Slashdot Mirror

← Back to Stories (view on slashdot.org)

Ex-NSA Analyst Warns Of NSA Security Backdoors

Posted by Hemos on from the no-trust-closed-source dept.

jagger writes: "In this ZD-Net article ex-NSA analyst Wayne Madison has issued a warning about many proprietary software packages coming bundled with NSA backdoors. This must be very troubling for non-US governments, because it means that they have no security against anyone knowing the backdoor. " This is one of the reasons China has cited in wanting to use Open Source and home-cooked solutions.

12 of 205 comments (clear)

  1. Software *may* come bundled... by AdamHaun · · Score: 4

    If you read the article more carefully, you'll see that this guy has been "ex"-NSA for a long time. He probably has no idea of what the current position on software is inside the agency itself. If he did, he certainly wouldn't be allowed to release it.

    If anyone has any actual hard evidence for or against NSA backdoors in commercial software, I'd be very interested in seeing it. Meanwhile, it looks like we'll have to put up with the usual conspiracy stuff.

    --
    Visit the
  2. Too much room for abuse by Gurlia · · Score: 5

    *sigh* I can understand why the NSA wants to be able to monitor Internet traffic. National security and all that.

    BUT.

    There is wayyy too much room for abuse.

    1. You have the problem of who guards the guardians. The backdoors are OK as long as the NSA can be trusted not to abuse them by exploiting them when not appropriate. But can you trust the guardians? Who guards the guardians?
    2. You have the problem of leaked information -- how do you know whether some terrorist group or something like that has obtained leaked information about these backdoors? They could be abusing these backdoors to their own ends.
    3. OK, the terrorist part may be overly paranoid. But what stops people from exploiting these backdoors to, say, violate your privacy by keeping logs of what websites you visit?
    4. If things like this become too popular, we might see the day when we're required to only use software that has these backdoors...

    I, for one, wouldn't want my software to be sending data to NSA or any other place without my knowing.

    I'm glad that Open Source is where it's at today. It would be our worst nightmares if Open Source hadn't gained enough widespread acceptance and entities like the NSA lobby for outlawing Open Source software for "security reasons". I mean, it's very conceivable that your local ISP will only grant you access if you install their proprietary software which contains who knows what kinds of backdoors. Good thing open source systems like Linux is so widely available, and not locked into any proprietary vendor, so that ISPs *have* to allow for users to not use their software.

    Thank God for open source software...

    OTOH, I think NSA is shooting themselves in the foot. Foreign goverments aren't gonna put up with this backdoor nonsense in *their* software. So open source is going to become even more attractive, which will be good for all of us.
    ---

    --
    mikre he sophia he tou Mikrosophou.
    1. Re:Too much room for abuse by John+Jorsett · · Score: 5
      I have a question. Does it really matter if they watch you? There are laws covering what they can and cannot use as evidence agianst you. If they had a folder of you doing subversive freaky things....so what? They can't use it unless they had a reason to suspect you in the first place.

      There's a doctrine in U.S. case law, articulated by the Supreme Court as "Fruit of the poisoned tree". It means that you can't use evidence obtained illegally as the reason for going in and collecting legitmate evidence. If you don't know that they're collecting data and you send email talking about your marijuana farm and then the DEA is tipped off (by an 'anonymous' source), this would be a violation of that doctrine, but you'd never be able to prove it.

  3. Sure there is by Anonymous Coward · · Score: 5
    Microsoft cut me off at the intersection of 4th and Main this morning.

    Microsoft always leaves the toilet seat up.

    Microsoft chews with its mouth open.

    Microsoft left its cell phone on during a movie, and answered it when it rang.

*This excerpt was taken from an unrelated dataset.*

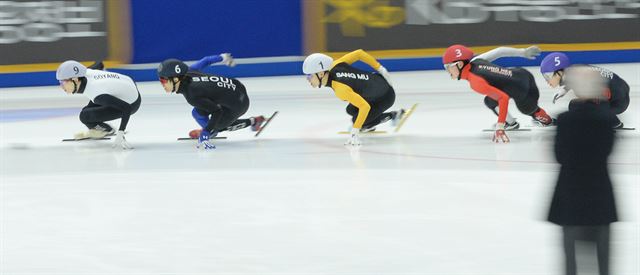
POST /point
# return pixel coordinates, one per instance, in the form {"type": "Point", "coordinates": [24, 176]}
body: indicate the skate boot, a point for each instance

    Microsoft snores in bed.

    ...

  4. /. fodder by "Zow" · · Score: 4

    Oh yah - let's see we've got:

    • The NSA
    • Export restrictions on crypto
    • Microsoft
    • Open Source
    • The FBI
    • Carnivore and
    • Echelon

    all in one story. It's like the story was written to be posted on /. for crying out loud!

    Furthermore, it lacks any real meat. This Madison guy isn't saying that they are doing it: "Ex-spook believes", "applications may have backdoors" (emphasis mine). It's nothing definite - just this one guy's beliefs. And if he used to be an analyst, shouldn't he know this rather than sucumb to conjecture? The article got one thing right though: he's "fuelling conspiracy theories".

    Now I hate MS as much as the next guy, but I also believe in the principle: Don't subscribe to mallice what can be explained by stupidity. I think they gave a reasonable explaination of the whole NSA key thing back when that happened. They also made the very valid point that it's not in their best interests to do something like that because if a foreign nation found out, MS would be skinned alive. Furthermore, I think people give the NSA too much credit - despite all the talented people they have, they're still a government agency and as such tend to resource limited. Can you imagine how much computational power would be required for Echelon to actually do everything that people claim it can? Do you think even the US Government has that type of money and could spend it in a covert manner even if it did? If you do, I think you give bureaucracy too much credit.

    Standard disclaimer - these opinions are entirely my own. My employeer may well disagree with me - I can't speak for them.

    -"Zow"

  5. Microsoft's New Marketting Slogan by gunner800 · · Score: 4
    In big, bright letters on the package: "Now 97% backdoor free!"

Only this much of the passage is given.